Really, why does (nearly) every website start with  www. instead of allowing access directly through their main domain? Wouldn't it be time to call the death of the www subdomain? What is HN's opinion on the matter?
======
anigbrowl
Agree completely. I am surprised it has persisted so long; the positive reason
I can think of is that people are familiar enough with it that 'w w w dot
(something)' is a useful cue for people listening to radio or TV adverts, who
might otherwise not register the internet context until they hear the 'dot
com'.

For example 'Attention listeners! Are you sick of your nose? Get a new one at
Doctor Bob's rhinoplasty. Whether you want roman, retrousse, or rhonocerous,
we have them all in stock! Just go to...'

...our office on 5001 big highway? or nosesbybob.com? Of course, you could
signal with 'point your browser to...' but apparently a majority of people
don't even know what a browser is, they just think of it-and-the-web as 'the
internet'. So I think 'wwwdot'* will stick around as an aural cue.

On the other hand, any sysadmin who doesn't redirect automatically from the
main domain should be shot.

* There was once a comedy program on TV that used to read it out as 'wuh wuh wuh dot...,' and I have to admit that this is how I've always thought of the string in my own mind.

------
gmac
I expect we can agree that (1) sites ought to be accessible by both the bare
domain name and the www subdomain, and (2) to avoid cross-domain
cookie/AJAX/analytics (etc.) issues, one should be chosen as the canonical
form, and the other silently redirected to that.

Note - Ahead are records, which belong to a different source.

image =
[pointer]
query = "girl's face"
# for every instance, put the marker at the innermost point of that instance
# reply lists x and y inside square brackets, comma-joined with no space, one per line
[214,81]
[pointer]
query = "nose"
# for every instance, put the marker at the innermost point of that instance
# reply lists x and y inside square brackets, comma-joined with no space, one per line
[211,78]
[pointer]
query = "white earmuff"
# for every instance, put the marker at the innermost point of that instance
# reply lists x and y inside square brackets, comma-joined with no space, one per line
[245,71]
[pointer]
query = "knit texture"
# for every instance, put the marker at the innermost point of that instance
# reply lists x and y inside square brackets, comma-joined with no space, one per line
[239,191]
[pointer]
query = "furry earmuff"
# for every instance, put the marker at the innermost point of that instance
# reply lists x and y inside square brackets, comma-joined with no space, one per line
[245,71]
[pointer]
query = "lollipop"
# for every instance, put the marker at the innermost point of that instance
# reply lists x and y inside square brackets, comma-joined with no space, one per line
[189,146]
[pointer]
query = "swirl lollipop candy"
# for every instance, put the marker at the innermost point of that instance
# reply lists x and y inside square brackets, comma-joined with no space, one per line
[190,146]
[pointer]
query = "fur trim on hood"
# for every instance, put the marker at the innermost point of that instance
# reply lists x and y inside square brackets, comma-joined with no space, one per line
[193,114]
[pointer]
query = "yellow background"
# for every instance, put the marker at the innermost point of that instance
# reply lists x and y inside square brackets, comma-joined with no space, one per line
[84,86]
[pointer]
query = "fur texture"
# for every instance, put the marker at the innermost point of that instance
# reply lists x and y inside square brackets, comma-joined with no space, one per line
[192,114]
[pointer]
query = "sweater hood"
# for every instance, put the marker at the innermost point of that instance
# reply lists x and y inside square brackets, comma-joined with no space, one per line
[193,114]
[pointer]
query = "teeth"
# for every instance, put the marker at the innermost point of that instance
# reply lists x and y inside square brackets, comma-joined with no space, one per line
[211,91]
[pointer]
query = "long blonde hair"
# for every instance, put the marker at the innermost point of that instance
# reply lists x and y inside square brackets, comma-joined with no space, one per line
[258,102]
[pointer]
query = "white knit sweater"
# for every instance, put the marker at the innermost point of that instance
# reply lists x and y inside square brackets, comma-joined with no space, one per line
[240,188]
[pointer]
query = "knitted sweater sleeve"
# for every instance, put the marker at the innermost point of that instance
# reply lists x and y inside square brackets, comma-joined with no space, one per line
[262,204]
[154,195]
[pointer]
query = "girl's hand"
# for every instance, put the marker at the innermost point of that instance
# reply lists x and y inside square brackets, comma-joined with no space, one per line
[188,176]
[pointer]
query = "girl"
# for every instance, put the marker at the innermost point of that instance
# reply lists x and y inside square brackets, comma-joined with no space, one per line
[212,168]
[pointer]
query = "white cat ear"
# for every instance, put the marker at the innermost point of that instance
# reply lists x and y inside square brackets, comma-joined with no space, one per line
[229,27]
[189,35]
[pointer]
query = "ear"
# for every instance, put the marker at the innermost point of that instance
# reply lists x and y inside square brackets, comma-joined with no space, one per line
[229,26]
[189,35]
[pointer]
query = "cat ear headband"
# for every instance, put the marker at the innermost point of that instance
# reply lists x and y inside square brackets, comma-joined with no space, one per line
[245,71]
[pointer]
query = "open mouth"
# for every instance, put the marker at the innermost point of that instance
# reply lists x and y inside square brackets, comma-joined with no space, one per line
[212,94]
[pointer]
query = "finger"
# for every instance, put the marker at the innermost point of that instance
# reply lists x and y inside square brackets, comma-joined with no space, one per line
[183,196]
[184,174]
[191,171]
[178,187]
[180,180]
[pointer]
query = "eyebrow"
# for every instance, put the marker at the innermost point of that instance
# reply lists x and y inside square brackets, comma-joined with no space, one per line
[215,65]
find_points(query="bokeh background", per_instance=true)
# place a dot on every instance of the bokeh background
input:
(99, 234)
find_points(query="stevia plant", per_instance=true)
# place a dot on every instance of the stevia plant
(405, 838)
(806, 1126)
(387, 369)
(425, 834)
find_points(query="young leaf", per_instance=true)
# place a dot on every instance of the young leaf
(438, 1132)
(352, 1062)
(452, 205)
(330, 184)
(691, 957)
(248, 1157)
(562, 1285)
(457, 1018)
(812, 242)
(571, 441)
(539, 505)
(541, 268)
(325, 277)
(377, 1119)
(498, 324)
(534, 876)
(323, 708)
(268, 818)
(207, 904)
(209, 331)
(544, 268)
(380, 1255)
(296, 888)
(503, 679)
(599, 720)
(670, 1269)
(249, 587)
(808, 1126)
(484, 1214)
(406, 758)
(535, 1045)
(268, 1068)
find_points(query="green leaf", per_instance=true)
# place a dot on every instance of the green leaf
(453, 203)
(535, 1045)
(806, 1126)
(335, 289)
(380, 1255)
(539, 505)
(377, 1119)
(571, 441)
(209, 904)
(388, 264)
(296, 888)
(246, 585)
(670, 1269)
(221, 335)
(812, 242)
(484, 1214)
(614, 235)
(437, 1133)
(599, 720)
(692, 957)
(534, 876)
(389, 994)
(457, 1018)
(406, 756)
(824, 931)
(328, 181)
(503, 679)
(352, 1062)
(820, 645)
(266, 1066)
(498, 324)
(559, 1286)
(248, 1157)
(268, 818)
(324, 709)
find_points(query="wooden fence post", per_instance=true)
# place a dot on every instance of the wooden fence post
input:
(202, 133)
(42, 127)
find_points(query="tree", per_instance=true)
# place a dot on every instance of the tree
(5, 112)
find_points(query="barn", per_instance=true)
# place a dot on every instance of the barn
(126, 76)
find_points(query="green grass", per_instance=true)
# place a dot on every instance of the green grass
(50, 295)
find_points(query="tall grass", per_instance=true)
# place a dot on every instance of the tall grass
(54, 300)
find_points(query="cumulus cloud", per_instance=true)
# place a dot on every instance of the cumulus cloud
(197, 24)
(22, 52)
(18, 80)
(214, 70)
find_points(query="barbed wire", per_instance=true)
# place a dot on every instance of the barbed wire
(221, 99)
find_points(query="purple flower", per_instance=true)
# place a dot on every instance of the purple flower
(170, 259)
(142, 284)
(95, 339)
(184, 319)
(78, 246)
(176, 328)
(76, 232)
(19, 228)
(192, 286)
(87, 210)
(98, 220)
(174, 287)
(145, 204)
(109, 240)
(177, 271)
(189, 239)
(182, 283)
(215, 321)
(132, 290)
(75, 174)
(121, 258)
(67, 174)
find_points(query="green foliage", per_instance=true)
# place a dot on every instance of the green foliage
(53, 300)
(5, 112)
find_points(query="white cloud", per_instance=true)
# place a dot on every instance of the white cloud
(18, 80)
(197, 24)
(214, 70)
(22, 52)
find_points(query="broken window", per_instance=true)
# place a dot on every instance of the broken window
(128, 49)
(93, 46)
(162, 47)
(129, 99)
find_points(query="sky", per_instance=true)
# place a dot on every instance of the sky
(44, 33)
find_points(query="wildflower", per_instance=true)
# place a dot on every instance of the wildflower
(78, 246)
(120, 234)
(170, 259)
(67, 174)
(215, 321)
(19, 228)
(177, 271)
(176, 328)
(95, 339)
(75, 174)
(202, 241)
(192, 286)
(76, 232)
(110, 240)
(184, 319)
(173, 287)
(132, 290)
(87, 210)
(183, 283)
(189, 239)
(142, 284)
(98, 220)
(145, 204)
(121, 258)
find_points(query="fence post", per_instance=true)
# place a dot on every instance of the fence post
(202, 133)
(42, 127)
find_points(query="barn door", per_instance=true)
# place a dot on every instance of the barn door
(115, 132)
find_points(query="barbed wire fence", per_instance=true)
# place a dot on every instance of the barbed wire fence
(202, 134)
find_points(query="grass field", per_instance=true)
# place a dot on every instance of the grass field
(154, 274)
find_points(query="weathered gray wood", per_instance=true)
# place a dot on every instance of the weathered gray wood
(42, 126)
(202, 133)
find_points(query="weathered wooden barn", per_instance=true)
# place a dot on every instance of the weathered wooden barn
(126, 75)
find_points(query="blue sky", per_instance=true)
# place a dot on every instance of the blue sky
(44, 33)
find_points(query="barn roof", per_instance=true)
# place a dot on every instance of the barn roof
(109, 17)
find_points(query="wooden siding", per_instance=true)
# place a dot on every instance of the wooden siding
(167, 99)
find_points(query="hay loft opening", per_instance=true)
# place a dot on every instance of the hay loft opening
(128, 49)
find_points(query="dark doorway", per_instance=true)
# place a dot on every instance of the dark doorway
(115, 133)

But which should be canonical?

Recently I tend to go for the bare domain for sites with a more technical
audience, and www for sites I hope will attract some more normal visitors.

My feeling is that most of the times I speak a URL to someone non-technical,
they mentally add www to it (they often clarify verbally that they're doing
that, too). Even if, like this site, it's already a subdomain. Seems like it's
comforting - why fight it?

------
_delirium
There are some minor technical niceties with using www as the main one, in
that you can CNAME it to somewhere else, while you can't CNAME a bare domain.

------
gdl
Yes, as of August 14, 2003. (Of course opinions may vary.)

<http://no-www.org/>

------
mooism2
Allow access through both. Whether you default to using www or not is up to
you.

On the one hand it's four more characters to type, but on the other hand lots
of people still expect web addresses to start www.

------
jagbolanos
Its information value is 0.

If it is just the website everybody just assumes www. is at the beginning,
ignore it (or type the domain name in google).

------
madhouse
It should be dead for a few years by now.